There is hope yet for the orangutan in forest plantations and sustainably logged forests. Selectively logged forests and timber plantations can serve as habitat for orangutans, and populations of the ape may be more resilient than previously believed.
A team of researchers led by Erik Meijaard of Jakarta-based People and Nature Consulting International has found roughly equivalent population densities between natural forest areas and two plantation concessions in East Kalimantan, Indonesian Borneo.
The researchers found that Bornean orangutans use both secondary forest and acacia plantations for feeding and nesting, although the authors note "it remains unclear whether such landscapes can maintain long-term viable populations."
Meijaard and colleagues, however, admitted that more research is needed to determine how differences in food availability between plantations and natural forests affects orangutan behavior and viability in the long-term.
"The key finding of this study is that orangutans use acacia plantation landscapes," the researchers wrote. "This does not mean that plantations have the same conservation value as natural forests, but, at least for orangutans, they have some value that in the past has not been sufficiently recognised."
"It is too early to know whether these populations are transient individuals in search of new forest habitat, or whether this area is part of a recolonisation process from nearby over-degraded forests. The long-term viability of these populations requires further study."
The researchers have published their findings 'Unexpected Ecological Resilience in Bornean Orangutans and Implications for Pulp and Paper Plantation Management' in the open access journal PlosOne. The other team members were Guillaume Albar, Nardiyono, Yaya Rayadin, Marc Ancrenaz and Stephanie Speha.
The conservationists wrote, "Objective assessments of species' resilience and adaptability are of crucial importance to develop management recommendations that maximise the long-term survival chances of endangered wildlife, especially when rates of forest conversion are high and human-altered landscapes dominate their range.
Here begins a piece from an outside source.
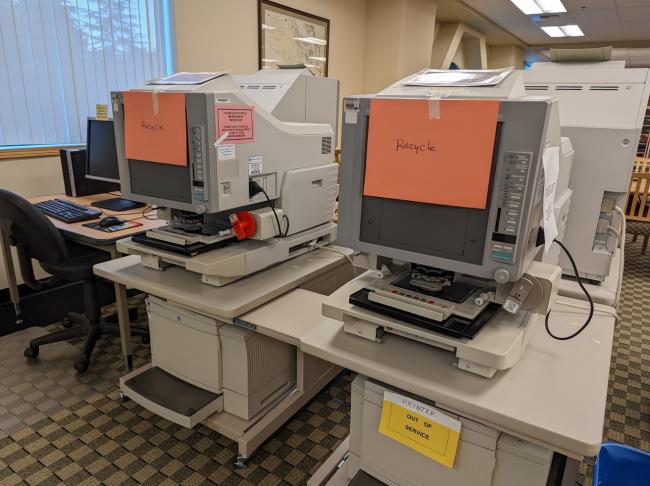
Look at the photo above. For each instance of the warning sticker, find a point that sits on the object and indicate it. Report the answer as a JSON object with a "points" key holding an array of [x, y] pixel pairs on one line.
{"points": [[237, 121], [255, 165]]}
The orangutan appears to be an especially suitable study object, because of its internationally recognised conservation appeal, but also the strongly emotive aspects of orangutan conservation that can potentially cloud objective conservation assessments."
Roughly 75 percent of Borneo's 50,000 or so orangutans are believed to live outside protected areas. "The conservation implications of these findings are important, suggesting that we must make efforts to enhance the orangutan's chances of survival in plantation forests and the surrounding matrix habitats," the authors wrote.
Instead of translocating orangutans when they are encountered within plantations, the scientists instead "recommend solutions that resolve orangutan management issues in situ by trying to reconcile ecological needs of the species with the economic development goals of plantations, for example by increasing the size and interconnectedness of conservation areas and adjacent forested habitat."
The orangutans are the only exclusively Asian living genus of great ape. They are among the most intelligent primates and use a variety of sophisticated tools, also making sleeping nests each night from branches and foliage. They are the largest living arboreal animals with longer arms than other great apes.
Native to Indonesia and Malaysia, orangutans are currently found only in rainforests on the islands of Borneo and Sumatra, though fossils have been found in Java, the Thai-Malay Peninsula, Vietnam and China. There are only two surviving species, both of which are endangered: the Bornean orangutan (Pongo pygmaeus) and the critically endangered Sumatran orangutan (Pongo abelii).